Sixty percent of New York City teachers eligible for tenure during the last school year received it, more than in any year since the city launched a crackdown to make the job protection harder to secure.
Two percent of the 4,660 teachers up for tenure were rejected, effectively barring them from working in city schools, according to data that the Department of Education released today. Another 38 percent of teachers had their tenure decisions deferred for another year.
The rejection rate was lower than in any of the past three years but remained higher than in 2010, when then-Mayor Michael Bloomberg announced a plan to move toward “ending tenure as we know it,” a change he favored because teachers who do not yet have tenure can more easily be fired. Just before he made the changes, 11 percent of teachers up for tenure had been denied or had their probationary periods extended — up from about 1 percent at the start of his term.
In the three years after Bloomberg’s vow, the tenure approval rate fell steadily. This year marked the first increase in the approval rate, which was 53 percent last year.
Percentage of NYC teachers denied or extended tenure, 2006-2014 | Create InfographicsTenure decisions are typically made in spring, so this year’s decisions were made after Bloomberg had ceded control of the school system to Mayor Bill de Blasio, who has emphasized the need to retain strong teachers over firing weak ones.
De Blasio’s schools chancellor, Carmen Fariña, sounded the same note in a statement today. “Retention of quality teachers is an urgent priority … and at the same time, the methodology for helping someone out of the profession who does not belong in the profession is also better than it’s ever been,” she said.
The new data comes as a lawsuit taking on New York State’s tenure laws is making its way through the courts. That lawsuit, brought in two parts by an advocacy group headed by former CNN anchor Campbell Brown and by a parent advocacy group, charges that the state’s teacher protections violate students’ right to a “sound, basic education” because weak teachers cannot easily be fired.
The union’s motion to dismiss the lawsuit emphasized that the data cited in it predates the tenure rate’s recent downward trend, and the newest tenure data further undermines Brown’s argument, a city teachers union spokeswoman said in a statement. “So much for Campbell Brown’s claim that tenure is automatic,” said the spokeswoman, Alison Gendar.
But Brown said in a statement of her own that a system in which few teachers are actually barred from getting tenure remains unfair to students.
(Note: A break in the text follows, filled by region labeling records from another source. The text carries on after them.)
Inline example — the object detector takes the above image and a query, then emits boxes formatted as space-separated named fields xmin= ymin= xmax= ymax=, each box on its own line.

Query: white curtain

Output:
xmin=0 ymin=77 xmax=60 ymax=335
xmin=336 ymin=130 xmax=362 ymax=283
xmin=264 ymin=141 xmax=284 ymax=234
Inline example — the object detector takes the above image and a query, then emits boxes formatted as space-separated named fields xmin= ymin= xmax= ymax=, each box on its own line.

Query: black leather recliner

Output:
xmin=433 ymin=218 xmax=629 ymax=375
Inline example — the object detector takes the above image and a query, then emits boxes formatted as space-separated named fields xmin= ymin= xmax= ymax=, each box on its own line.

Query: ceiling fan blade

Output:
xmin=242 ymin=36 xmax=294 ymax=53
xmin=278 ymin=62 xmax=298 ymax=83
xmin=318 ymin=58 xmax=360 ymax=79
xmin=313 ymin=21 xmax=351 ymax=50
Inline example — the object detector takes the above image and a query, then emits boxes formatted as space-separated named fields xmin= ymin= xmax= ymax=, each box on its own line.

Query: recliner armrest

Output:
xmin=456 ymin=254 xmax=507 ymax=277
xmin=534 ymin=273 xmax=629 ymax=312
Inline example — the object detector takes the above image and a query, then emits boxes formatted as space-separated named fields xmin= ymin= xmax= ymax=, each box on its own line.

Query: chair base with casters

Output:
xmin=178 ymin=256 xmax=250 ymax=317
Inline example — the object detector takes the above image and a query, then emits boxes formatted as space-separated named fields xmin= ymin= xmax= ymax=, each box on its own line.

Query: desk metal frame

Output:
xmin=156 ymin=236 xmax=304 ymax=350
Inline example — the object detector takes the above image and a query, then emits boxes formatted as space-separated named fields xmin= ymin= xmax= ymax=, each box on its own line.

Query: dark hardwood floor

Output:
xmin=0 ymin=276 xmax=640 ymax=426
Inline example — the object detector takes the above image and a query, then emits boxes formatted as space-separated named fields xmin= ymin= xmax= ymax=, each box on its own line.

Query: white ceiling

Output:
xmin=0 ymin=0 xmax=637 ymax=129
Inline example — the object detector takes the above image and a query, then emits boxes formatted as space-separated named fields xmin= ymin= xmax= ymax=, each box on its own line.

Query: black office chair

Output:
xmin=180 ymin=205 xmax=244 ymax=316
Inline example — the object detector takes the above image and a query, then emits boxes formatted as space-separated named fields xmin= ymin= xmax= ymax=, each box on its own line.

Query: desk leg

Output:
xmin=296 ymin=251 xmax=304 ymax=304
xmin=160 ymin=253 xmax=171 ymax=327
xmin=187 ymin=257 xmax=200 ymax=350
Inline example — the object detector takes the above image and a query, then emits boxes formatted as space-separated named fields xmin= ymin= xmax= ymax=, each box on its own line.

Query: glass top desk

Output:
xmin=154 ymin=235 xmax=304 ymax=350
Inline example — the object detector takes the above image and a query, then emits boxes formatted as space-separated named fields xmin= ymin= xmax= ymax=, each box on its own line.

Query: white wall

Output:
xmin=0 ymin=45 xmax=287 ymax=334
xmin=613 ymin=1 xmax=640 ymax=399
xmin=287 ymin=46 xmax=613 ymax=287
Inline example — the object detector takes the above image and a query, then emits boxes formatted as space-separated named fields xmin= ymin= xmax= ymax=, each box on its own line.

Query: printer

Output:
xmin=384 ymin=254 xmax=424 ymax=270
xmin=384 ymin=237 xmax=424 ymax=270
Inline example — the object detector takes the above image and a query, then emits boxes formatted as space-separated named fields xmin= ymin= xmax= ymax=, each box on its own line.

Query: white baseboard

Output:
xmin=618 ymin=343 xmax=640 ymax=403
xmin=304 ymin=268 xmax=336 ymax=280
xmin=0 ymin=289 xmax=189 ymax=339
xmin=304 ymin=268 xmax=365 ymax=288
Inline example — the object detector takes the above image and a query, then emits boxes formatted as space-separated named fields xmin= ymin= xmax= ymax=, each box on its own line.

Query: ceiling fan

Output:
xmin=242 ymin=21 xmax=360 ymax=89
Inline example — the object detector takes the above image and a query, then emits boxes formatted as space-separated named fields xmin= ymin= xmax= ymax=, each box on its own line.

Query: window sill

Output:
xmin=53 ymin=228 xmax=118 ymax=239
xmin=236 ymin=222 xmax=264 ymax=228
“While teachers deserve our respect and admiration, these numbers prove — again — that our system of awarding tenure is broken,” Brown said. “In fact, it violates common sense for a system to approve or extend tenure to nearly every teacher while two-thirds of their students remain without basic skills.”
Bloomberg administration officials argued that it makes sense for teachers to spend four or more years on probation, rather than the legal minimum of three, because research suggests teachers do not reach their full capacity until they have been on the job for more than five years.
According to the Department of Education, 31 percent of the teachers up for tenure in 2014 had previously had their probationary periods extended. Forty-two percent of them were extended again.